Summary: A newly developed drug that blocks sodium channels in the cell membrane that can reverse MYT1L failure alleviates social behavior deficits in mouse models of ASD.
Source: German Cancer Research Center
The behavioral disorders observed in autism are associated with a multitude of genetic alterations. Scientists from the Hector Institute for Translational Brain Research (HITBR) have now found another molecular cause for this condition.
The transcription factor MYT1L normally protects the molecular identity of nerve cells. If it is genetically switched off in human nerve cells or in mice, the functional changes and symptoms typical of autism occur.
A drug that blocks sodium channels in the cell membrane can reverse the consequences of MYT1L failure and alleviate the functional and behavioral abnormalities in mice.
Disorders from the autism spectrum (ASD, autism spectrum disorders) are not only manifested by impairments in social interaction, communication, interest formation and by stereotypical behavior patterns, but are often accompanied by other abnormalities such as epilepsy or hyperactivity.

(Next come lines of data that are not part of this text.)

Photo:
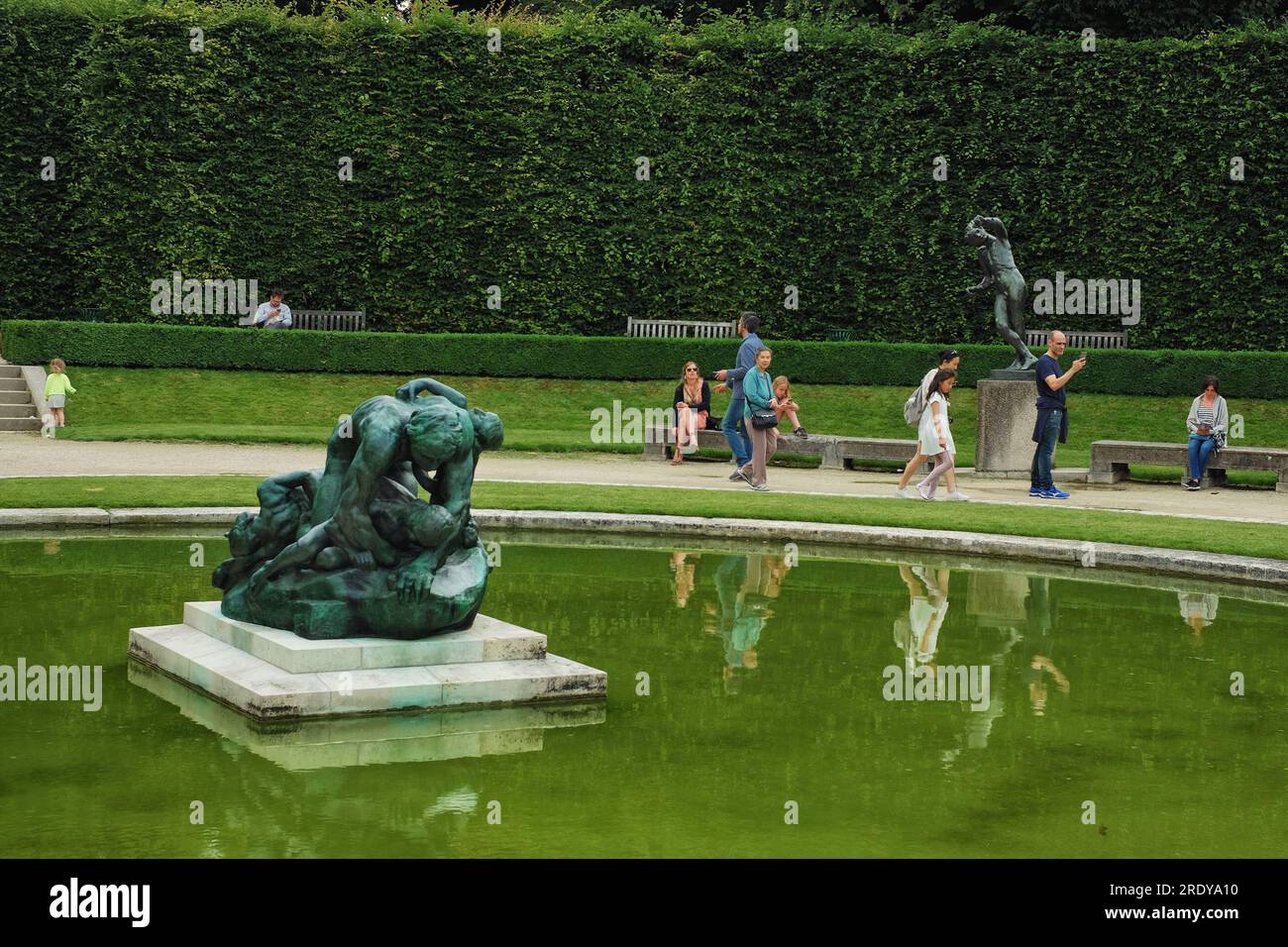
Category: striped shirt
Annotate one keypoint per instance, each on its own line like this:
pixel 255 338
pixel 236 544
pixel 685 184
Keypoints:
pixel 1207 415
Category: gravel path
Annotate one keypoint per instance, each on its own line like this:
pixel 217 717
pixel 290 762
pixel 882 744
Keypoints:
pixel 30 455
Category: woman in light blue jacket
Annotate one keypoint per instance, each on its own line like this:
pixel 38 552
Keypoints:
pixel 759 390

Scientists are intently searching for the molecular abnormalities that contribute to this complex developmental disorder. A multitude of genetic factors that influence the molecular programs of the nerve cells have already been linked to the development of autism.

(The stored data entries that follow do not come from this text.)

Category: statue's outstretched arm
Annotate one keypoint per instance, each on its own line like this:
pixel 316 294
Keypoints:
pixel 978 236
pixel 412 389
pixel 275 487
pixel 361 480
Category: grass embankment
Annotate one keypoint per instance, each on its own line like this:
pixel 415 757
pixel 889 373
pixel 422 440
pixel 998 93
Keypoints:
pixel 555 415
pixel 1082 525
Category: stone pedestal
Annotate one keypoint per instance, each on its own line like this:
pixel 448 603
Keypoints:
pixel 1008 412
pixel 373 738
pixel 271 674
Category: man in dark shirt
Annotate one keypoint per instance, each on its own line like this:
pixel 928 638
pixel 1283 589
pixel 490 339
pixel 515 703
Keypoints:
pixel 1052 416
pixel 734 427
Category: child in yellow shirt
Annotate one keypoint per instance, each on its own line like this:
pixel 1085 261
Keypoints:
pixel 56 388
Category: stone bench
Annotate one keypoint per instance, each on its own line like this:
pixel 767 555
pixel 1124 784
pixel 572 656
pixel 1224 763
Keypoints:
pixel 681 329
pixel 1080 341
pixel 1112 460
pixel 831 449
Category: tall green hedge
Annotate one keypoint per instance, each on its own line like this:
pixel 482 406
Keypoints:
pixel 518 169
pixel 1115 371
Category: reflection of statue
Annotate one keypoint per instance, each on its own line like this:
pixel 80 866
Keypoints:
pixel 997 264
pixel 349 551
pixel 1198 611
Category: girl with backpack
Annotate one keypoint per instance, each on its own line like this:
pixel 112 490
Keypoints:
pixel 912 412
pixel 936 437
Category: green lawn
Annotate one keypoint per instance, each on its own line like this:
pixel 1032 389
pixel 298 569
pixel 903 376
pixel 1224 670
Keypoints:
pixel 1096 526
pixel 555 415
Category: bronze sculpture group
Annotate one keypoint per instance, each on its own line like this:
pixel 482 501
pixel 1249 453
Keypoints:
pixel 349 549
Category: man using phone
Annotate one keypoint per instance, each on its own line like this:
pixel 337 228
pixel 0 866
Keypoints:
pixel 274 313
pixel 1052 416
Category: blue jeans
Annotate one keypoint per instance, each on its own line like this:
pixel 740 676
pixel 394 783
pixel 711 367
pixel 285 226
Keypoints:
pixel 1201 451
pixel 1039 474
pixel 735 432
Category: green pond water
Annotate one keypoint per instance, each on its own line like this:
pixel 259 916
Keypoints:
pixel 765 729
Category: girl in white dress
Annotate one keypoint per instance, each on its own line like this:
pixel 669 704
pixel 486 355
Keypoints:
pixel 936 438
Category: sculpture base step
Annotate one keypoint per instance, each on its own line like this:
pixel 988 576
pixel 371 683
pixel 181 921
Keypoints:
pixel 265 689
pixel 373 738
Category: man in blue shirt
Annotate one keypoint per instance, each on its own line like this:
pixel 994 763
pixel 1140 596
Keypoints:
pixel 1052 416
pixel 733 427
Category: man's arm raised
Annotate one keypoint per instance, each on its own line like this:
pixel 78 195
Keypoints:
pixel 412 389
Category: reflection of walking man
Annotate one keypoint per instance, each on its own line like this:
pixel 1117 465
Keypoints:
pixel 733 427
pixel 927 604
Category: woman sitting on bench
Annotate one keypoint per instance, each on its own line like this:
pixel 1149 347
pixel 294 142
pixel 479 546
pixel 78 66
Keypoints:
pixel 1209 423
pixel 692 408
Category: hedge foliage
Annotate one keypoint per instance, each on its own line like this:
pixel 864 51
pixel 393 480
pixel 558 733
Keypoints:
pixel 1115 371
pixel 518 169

Moritz Mall from the Hector Institute for Translational Brain Research (HITBR) has long been researching the role of the protein MYT1L in various neuronal diseases. The protein is a so-called transcription factor that decides which genes are active in the cell and which are not. Almost all nerve cells in the body produce MYT1L throughout their entire life span.
Mall had already shown a few years ago that MYT1L protects the identity of nerve cells by suppressing other developmental pathways that program a cell towards muscle or connective tissue, for example. Mutations in MYT1L have been found in several neurological diseases, such as schizophrenia and epilepsy, but also in brain malformations.
In their current work, Mall and his team examined the exact role of the “guardian of neuronal identity” in the development of an ASD. To do this, they genetically switched off MYT1L—both in mice and in human nerve cells that had been derived from reprogrammed stem cells in the laboratory.
The loss of MYT1L led to electrophysiological hyperactivation in mouse and human neurons and thus impaired nerve function. Mice lacking MYT1L suffered from brain abnormalities, such as a thinner cerebral cortex. The animals also showed several ASS-typical behavioral changes such as social deficits or hyperactivity.
What was particularly striking about the MYT1L-deficient neurons: They produced an excess of a sodium channels that are normally mainly restricted to the heart muscle cells. These pore-shaped proteins allow sodium ions to pass through the cell membrane and are thus crucial for electrical conductivity and thus also for the functioning of the cells. If a nerve cell produces too many of these channel proteins, electrophysiological hyperactivation can be the result.
In clinical medicine, drugs that block sodium channels have been used for a long time. These include the agent lamotrigine, which is supposed to prevent epileptic seizures. When MYT1L-deficient nerve cells were treated with lamotrigine, their electrophysiological activity returned to normal. In mice, the drug was even able to curb ASD-associated behaviors such as hyperactivity.
“Apparently, drug treatment in adulthood can alleviate brain cell dysfunction and thus counteract the behavioral abnormalities typical of autism—even after the absence of MYT1L has already impaired brain development during the developmental phase of the organism,” explains Moritz Mall.
However, the results are still limited to studies in mice; clinical studies in patients with disorders from the ASD spectrum have not yet been conducted. The first clinical studies are in the early planning phase.
MYT1L haploinsufficiency in human neurons and mice causes autism-associated phenotypes that can be reversed by genetic and pharmacologic intervention
MYT1L is an autism spectrum disorder (ASD)-associated transcription factor that is expressed in virtually all neurons throughout life. How MYT1L mutations cause neurological phenotypes and whether they can be targeted remains enigmatic.
Here, we examine the effects of MYT1L deficiency in human neurons and mice. Mutant mice exhibit neurodevelopmental delays with thinner cortices, behavioural phenotypes, and gene expression changes that resemble those of ASD patients.
MYT1L target genes, including WNT and NOTCH, are activated upon MYT1L depletion and their chemical inhibition can rescue delayed neurogenesis in vitro. MYT1L deficiency also causes upregulation of the main cardiac sodium channel, SCN5A, and neuronal hyperactivity, which could be restored by shRNA-mediated knockdown of SCN5A or MYT1L overexpression in postmitotic neurons.
Acute application of the sodium channel blocker, lamotrigine, also rescued electrophysiological defects in vitro and behaviour phenotypes in vivo. Hence, MYT1L mutation causes both developmental and postmitotic neurological defects.
However, acute intervention can normalise resulting electrophysiological and behavioural phenotypes in adulthood.